What i was proposing (via kernel snap shipment) would ship driver and libGLES2/GL in the same kernel snap, they can talk to each other without special treatment in that case (in the UbuntuCore rootfs the libs would have to be placed where the driver expects to find them) … to expose them to client snaps (mir-kiosk, application snaps etc) the libs would have to be mapped to /var/lib/snapd/lib/gl* where the opengl interface can just pick them up and map them to the right places in /var/lib/snapd/hostfs/ in the application snap environment.

I do like that idea @ogra

We’re talking about a library here though: the code contained in it will be running in the context of an application (or display server), which will be in a different snap than the kernel. So I don’t think you can ignore the interface between the vendor libGL and kernel.

indeed you would have to limit the allowed setups to DRI, but thats doable i think (mali definitely uses DRI, raspberry PI vc4 is usable via DRI, newer PVR and vivante should also use DRI). we can surely also extend the opengl interface to more exotic setups if needed. but simply saying you need DRI/KMS support with your blobs should be a good start to cover a wide range.

What we need though is collaboration and commitment from the core team since we’d first need changes to the kernel snap design to allow more than just modules and firmware to be shipped.

If limiting it to DRI/KMS works, then perhaps it is a non-issue.

I was thinking back to the Ubuntu Phone days, where we had device specific AppArmor snippets to support each device’s GL library:

If that no longer represents the status-quo on ARM/embedded, then that’s a big improvement.

that actually reflected plain android setups that we hooked in to.

if you want an UbuntuCore kiosk install that runs on an android-only system (where you only have an original android kernel patched for snapd) you might indeed need such specific hacks, but i think this would be the exception. our focus should be on plain linux setups here for the start (we can probably later have an android-gles inteface for such special cases that can then grow in multiple directions)

We’ve met about this and have discussed the following long-term approach:

  • hardware-specific snaps would ship the necessary bits and export them via content interface
  • snapd would gain ability to introspect the hardware and select which of those hardware snaps to connect
  • hybrid graphics is something to keep in mind, but a phase two

All those can be experimented with after having yanked out the nVidia-specific C code from snap-confine and into snapd.

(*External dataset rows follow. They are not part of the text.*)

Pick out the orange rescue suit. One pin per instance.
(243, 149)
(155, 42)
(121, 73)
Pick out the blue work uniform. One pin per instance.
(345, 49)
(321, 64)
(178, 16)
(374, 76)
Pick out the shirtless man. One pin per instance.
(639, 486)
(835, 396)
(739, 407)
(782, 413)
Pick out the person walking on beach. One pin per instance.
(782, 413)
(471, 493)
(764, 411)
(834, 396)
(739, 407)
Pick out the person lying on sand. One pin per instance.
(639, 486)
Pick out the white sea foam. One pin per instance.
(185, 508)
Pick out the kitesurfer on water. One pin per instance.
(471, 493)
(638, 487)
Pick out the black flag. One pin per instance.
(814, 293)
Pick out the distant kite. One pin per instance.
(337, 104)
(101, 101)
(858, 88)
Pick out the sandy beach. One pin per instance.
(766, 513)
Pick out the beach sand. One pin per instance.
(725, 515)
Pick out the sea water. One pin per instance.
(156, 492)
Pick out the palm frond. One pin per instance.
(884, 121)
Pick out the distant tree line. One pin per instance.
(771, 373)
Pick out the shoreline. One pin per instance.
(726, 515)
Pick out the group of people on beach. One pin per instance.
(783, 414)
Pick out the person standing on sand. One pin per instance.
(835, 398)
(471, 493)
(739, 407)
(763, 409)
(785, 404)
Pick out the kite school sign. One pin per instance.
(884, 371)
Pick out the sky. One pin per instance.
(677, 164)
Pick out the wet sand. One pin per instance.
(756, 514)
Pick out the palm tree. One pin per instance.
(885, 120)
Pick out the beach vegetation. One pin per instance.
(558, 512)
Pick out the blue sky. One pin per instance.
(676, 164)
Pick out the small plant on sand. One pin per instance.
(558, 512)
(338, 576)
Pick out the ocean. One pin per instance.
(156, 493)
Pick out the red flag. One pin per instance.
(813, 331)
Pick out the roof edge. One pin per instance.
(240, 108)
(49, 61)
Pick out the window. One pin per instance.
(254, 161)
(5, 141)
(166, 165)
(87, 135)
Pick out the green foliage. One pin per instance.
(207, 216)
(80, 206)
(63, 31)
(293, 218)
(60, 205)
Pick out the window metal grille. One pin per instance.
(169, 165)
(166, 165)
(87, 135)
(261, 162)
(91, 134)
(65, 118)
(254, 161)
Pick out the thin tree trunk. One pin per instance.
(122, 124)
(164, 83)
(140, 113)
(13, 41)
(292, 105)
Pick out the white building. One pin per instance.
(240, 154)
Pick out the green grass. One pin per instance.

This will rule out any proprietary BSP based graphics drivers on Ubuntu Core that have to be built directly along with the kernel (mali, vivante, SGX/pvr etc) which enforces a hard dependency between kernel and drivers/libs that snaps can not reflect. What was the reason to not simply allow kernel snaps to ship the proprietary bits in /usr/lib (along with the already allowed /lib/modules and /lib/firmware) and simply expose them via /usr/lib/gl (or whatever the opengl interface offers today as generic place) ?

In a PC scenario it doesn’t make sense to ship all that in the kernel snap (nVidia, AMD etc.)?

Maybe this should be a possible scenario, too? That the kernel snap exposes those? @zyga-snapd @jdstrand?

Well, i’m not sure how much we care about a PC scenario where you likely have the libs and modules shipped by the underlying classic system anyway.

It is definitely a bit weird to separate the drivers and libs from the kernel in the proprietary Core BSP scenario unless we only want to support free and reverse engineered drivers (like lima, evnativ etc with very limited features though) … my guess is that in the digital-signage ARM case the proprietary use-case is bigger though.

I agree that the two scenarios perhaps require two implementations to support both use-cases.

How will this affect the issue I raised above where we bundle a large number of chunky libraries in each desktop snap? Having numerous copies of all the GPU drivers, plus all their dependencies is a space hog. We really need to fix that.

IIUC the idea is for all these “chunky libraries” to live in the new snap “type” and the apps would get it via content interface.